Nel 1961 Menni curò per la RAI una puntata della serie Enigmi e Tragedie della Storia dedicata a Pia de’ Tolomei.
Nel 1964, allo scopo di ricordare la scomparsa del marito e del figlio, riuscì ad avviare la prima edizione del Premio Raffaello e Ferdinando Giolli, manifestazione che intendeva promuovere la critica d’arte e i giovani poeti.
Appartenente alla borghesia ‘illuminata’ milanese, Menni può essere considerata a buon diritto una donna che ha pienamente vissuto ansie, desideri e aspettative di molte donne del suo tempo e del suo censo. La volontà di diventare pittrice, quando l’arte era ancora prettamente maschile, poi disegnatrice di stoffe, agli albori della nascita dell’arte decorativa, infine promotrice di un settimanale femminile d’avanguardia di successo, non legato ai due colossi dell’editoria, Mondadori e Rizzoli, sono da considerare passaggi pienamente coerenti con l’ambiente che l’ha circondata. A tutto ciò si aggiunge la sua adesione all’antifascismo e alla difesa della libertà, pagata a caro prezzo.
Rosa Menni morì a Melzo il 13 novembre 1975.

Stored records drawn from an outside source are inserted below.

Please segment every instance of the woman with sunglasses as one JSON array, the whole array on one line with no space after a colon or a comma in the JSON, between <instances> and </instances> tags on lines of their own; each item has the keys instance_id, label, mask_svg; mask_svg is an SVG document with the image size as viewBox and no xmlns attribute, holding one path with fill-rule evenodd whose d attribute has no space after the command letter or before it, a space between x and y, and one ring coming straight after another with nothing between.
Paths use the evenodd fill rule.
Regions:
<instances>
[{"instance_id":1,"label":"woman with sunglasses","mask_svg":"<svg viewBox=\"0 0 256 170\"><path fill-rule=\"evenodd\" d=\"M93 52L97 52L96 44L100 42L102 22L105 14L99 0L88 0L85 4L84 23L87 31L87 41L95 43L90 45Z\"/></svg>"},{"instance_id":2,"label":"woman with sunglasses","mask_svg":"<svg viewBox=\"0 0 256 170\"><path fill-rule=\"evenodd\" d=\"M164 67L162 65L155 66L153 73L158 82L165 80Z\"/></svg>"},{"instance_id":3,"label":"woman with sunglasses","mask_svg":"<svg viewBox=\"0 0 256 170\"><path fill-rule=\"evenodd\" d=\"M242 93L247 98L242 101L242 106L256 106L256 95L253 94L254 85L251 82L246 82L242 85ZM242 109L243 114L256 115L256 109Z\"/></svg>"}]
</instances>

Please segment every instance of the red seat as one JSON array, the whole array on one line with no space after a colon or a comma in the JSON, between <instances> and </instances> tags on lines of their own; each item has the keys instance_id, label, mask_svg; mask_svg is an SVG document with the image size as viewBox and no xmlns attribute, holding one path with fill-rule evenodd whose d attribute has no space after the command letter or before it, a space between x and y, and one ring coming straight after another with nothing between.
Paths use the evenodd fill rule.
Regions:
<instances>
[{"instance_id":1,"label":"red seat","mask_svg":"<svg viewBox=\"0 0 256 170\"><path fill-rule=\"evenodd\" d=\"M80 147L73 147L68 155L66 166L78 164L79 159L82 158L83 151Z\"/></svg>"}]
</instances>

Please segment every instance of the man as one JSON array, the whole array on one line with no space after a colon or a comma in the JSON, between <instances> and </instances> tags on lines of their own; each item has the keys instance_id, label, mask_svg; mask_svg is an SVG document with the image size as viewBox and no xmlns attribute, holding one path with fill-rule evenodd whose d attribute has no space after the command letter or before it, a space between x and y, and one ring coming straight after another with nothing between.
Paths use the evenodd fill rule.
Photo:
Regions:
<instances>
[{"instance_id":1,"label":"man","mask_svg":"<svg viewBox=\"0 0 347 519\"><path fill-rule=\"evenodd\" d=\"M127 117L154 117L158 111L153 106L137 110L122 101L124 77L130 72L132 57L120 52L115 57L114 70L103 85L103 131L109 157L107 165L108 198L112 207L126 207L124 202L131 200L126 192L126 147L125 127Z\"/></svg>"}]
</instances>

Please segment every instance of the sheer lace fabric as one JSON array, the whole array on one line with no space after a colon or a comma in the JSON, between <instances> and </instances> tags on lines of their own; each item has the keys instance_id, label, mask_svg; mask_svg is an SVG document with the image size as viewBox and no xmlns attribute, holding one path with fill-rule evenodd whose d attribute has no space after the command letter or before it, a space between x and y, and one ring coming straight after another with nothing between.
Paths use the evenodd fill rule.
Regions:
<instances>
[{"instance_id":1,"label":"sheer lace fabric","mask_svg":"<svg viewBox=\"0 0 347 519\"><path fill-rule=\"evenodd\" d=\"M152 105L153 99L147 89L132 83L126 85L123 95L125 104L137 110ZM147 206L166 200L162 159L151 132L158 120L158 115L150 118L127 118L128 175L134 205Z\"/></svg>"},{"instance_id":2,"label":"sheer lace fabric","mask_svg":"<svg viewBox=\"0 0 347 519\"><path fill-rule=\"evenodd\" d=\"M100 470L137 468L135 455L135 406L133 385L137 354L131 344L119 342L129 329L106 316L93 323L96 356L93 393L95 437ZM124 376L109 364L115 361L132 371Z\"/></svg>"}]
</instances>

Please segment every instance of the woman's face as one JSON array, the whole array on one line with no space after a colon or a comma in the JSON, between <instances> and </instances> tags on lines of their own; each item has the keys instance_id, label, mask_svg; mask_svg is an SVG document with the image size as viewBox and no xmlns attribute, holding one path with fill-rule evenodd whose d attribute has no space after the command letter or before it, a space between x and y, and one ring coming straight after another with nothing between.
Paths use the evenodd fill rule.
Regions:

Fonti e Bibl.: Milano, Archivio storico Accademia di Brera; Trento, Archivio del ‘900 del Mart, Fondo Baldessari, f. Rosa Menni Giolli; Milano, Fondazione Elvira Badaracco, Fondo Rosa Menni Giolli. Si veda inoltre Programma di costituzione della Società Anonima “Stoffe della Rosa”, s.n.t.; R. Giolli Menni, Le mie stoffe, Milano 1923; R. Giolli, La disfatta dell'Ottocento, Introduzione di C. Pavone, Torino 1961; Rosa Giolli Menni. Disegni per stoffe, a cura di R. Bossaglia, Milano 1979; Id., L'art déco, Roma 1984; Dal salotto agli ateliers. Produzione artistica femminile a Milano 1880-1920, a cura di A. Scotti - M. T. Fiorio - S. Rebora, Roma 1989. Dizionario biografico delle donne lombarde, 568-1968, a cura di R. Farina, Milano 1995; Dal merletto alla motocicletta. Artigiane/artiste e designer nell'Italia del Novecento, a cura di A. Pansera - T. Occleppo, Cinisello Balsamo 2002; 1923-1930. Monza, verso l'unità delle arti. Oggetti d'eccezione dalle esposizioni internazionali di arti decorative, a cura di A. Pansera - M. Chirico, Cinisello Balsamo 2004; S. Salvatici, Il rotocalco femminile: una presenza nuova negli anni del fascismo, in Donne e giornalismo. Percorsi e presenze di una storia di genere, a cura di S. Franchini - S. Soldani, Milano 2004; S. Grandi - A. Vaccari Vestire il Ventennio. Moda e cultura artistica in Italia tra le due guerre, Bologna 2004; M.P. Barzaghi,Raffaello Giolli: dalla critica d’arte a Mauthausen, in Storia in Lombardia, 2006, n. 2; Editori a Milano (1900-1945). Repertorio, a cura di P. Caccia, Milano 2013; Mondi a Milano. Culture ed esposizioni 1874-1940, Milano 2015; Maria Monaci Gallenga. Arte e moda tra le due guerre, a cura di I. de Guttry - M. P. Maino, Roma 2018; P. Caccia - M. Mingardo, Rosa Menni Giolli: le arti e l’impegno, Milano 2020.